The two cities have grown together and we couldn’t tell when we left Dubai and entered Sharjah except that our guide Chamenda pointed it out. On our tour we drove past a huge mosque called the King Faisal Mosque, named for the Saudi monarch. At the mosque’s dedication in 1985 it was the largest in the UAE, and Sharjah was the more modern, developed emirate dominating tourism with the main international airport.
But during his speech at the dedication King Faisal called upon Sharjah to ban alcohol in adherence to Islamic law. Whether out of respect for the king, or for the power of his argument, the emir of Sharjah complied immediately. And the rest is history, as they say. Tourism moved swiftly to Dubai along with development, and Dubai’s emir seized the opportunity and never looked back.
Dubai is now a center of commerce, finance, trade as well as tourism, awash in modern high rises — including the world’s tallest, posh resorts, luxury expatriate communities and a new and very busy international airport.
Sharjah has become something of a bedroom community for foreign nationals of modest means who work in Dubai as the rents are half, or less, of Dubai’s. Sharjah’s reputation as a conservative, traditional society may attract some devout Muslims as residents or investors, and the emirate has decided to focus on history and tradition as a means to try and rejuvenate tourism. Thus, our tour was called the “Heritage Tour” and focused on Sharjah’s modern public buildings in traditional style and on preservation and restoration of historic buildings and districts.

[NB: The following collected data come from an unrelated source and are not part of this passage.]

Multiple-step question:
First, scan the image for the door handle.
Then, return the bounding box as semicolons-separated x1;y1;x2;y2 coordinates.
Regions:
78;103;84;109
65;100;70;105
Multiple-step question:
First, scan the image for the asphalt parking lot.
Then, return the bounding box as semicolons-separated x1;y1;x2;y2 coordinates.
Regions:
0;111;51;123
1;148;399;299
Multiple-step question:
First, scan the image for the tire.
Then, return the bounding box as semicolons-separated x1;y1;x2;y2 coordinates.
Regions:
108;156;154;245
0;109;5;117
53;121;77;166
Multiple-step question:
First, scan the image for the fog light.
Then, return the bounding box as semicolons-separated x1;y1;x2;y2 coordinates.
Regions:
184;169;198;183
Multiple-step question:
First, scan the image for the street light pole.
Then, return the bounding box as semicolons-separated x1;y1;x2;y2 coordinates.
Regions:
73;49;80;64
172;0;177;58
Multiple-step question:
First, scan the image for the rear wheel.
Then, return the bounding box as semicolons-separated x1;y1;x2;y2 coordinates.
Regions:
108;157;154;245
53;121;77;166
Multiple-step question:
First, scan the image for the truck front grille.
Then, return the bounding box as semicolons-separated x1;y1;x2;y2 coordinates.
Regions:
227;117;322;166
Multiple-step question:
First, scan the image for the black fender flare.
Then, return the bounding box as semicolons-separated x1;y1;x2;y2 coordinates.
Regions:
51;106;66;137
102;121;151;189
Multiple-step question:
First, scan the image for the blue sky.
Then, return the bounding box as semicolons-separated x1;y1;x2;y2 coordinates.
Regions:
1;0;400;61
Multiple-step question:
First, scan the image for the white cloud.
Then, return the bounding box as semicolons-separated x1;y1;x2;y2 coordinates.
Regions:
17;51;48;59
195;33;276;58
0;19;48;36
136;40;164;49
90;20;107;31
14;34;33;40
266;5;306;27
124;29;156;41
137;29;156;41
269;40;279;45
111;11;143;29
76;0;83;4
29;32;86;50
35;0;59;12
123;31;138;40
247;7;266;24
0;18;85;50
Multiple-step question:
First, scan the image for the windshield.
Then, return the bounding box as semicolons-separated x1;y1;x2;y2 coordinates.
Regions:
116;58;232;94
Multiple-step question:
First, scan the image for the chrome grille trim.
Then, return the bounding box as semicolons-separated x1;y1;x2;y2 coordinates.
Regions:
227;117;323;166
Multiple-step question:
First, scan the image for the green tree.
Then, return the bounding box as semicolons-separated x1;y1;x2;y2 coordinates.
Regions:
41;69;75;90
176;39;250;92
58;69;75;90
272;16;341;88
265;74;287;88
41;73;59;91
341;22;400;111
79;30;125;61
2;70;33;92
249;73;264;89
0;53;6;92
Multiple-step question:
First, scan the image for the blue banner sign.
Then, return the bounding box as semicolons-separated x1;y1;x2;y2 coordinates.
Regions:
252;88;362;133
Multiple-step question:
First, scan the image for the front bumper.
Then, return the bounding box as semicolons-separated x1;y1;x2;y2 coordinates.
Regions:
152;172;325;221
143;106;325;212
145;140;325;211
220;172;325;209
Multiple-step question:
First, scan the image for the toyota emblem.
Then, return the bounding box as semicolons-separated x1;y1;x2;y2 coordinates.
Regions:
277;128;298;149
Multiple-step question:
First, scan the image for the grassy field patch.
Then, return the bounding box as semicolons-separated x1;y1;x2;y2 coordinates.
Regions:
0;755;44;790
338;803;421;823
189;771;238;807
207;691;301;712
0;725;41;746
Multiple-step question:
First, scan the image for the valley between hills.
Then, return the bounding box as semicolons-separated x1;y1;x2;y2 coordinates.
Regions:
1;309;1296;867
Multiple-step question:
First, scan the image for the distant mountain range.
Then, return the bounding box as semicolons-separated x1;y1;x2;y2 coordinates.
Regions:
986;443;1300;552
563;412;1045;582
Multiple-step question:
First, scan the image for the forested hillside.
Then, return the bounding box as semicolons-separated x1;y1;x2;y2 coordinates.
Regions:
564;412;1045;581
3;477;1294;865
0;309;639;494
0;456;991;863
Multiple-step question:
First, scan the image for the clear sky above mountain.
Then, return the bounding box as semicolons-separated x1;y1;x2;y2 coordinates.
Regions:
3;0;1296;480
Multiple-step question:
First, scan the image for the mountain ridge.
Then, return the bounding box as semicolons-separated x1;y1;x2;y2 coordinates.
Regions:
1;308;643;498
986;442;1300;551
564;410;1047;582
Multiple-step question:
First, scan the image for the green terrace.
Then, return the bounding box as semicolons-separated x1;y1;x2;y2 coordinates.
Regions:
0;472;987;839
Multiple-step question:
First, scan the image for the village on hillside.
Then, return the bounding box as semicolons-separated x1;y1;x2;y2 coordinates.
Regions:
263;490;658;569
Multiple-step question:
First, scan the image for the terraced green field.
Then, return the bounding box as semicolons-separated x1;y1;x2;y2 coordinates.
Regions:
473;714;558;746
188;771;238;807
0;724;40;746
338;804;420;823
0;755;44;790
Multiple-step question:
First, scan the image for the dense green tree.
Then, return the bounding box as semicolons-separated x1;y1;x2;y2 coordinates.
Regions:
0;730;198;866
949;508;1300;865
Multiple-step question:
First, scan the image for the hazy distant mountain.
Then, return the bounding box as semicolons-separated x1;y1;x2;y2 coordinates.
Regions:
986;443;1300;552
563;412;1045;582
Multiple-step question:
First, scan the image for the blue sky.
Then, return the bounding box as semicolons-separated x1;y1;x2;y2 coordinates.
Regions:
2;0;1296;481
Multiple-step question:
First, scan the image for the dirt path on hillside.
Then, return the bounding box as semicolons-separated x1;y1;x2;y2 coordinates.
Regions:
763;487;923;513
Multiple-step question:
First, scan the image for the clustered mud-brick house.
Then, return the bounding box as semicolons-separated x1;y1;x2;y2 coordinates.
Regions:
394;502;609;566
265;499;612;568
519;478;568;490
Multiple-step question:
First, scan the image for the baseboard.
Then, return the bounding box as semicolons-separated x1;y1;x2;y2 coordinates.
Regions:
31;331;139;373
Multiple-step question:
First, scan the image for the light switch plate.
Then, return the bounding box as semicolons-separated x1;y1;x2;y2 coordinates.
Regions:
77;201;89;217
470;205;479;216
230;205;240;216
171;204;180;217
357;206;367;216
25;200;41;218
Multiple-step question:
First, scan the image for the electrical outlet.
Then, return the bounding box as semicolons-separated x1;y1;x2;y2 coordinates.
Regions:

A photo stop at Quran Roundabout revealed the former, including an attractive public library and a government ministry in what might be called neo-Islamic style arrayed around a busy circular road that in turn wrapped around a large metal sculpture of the Muslim holy book. Near the old Dhow harbor crowded with the traditional Arab vessels, we stopped for a look around the Heritage Area, a district of mostly 19th and early 20th century houses built of coral stone.
Chamenda told us the homes were largely occupied by Iranian merchants back when Sharjah’s principle export was pearls. The homes’ thick walls and tall ceilings provided some relief from the intense heat, and distinctive “wind towers” were designed to capture the breeze and funnel it into the home. Windowless or high-windowed exteriors and walled courtyards assured privacy, especially of un-veiled women. Generally, only family members were invited in.
In the visitor center, called the Discovery Center, Ahmed pointed out old photos of the district and then explained the ongoing construction and renovation work and showed us plans for the near future that would culminate in the demolition of some high rise buildings to help recreate the former ambience of the neighborhood.
It might seem as though Dubai is racing into the 21st century while Sharjah is heading in the opposite direction. Not really, just a different version of the present.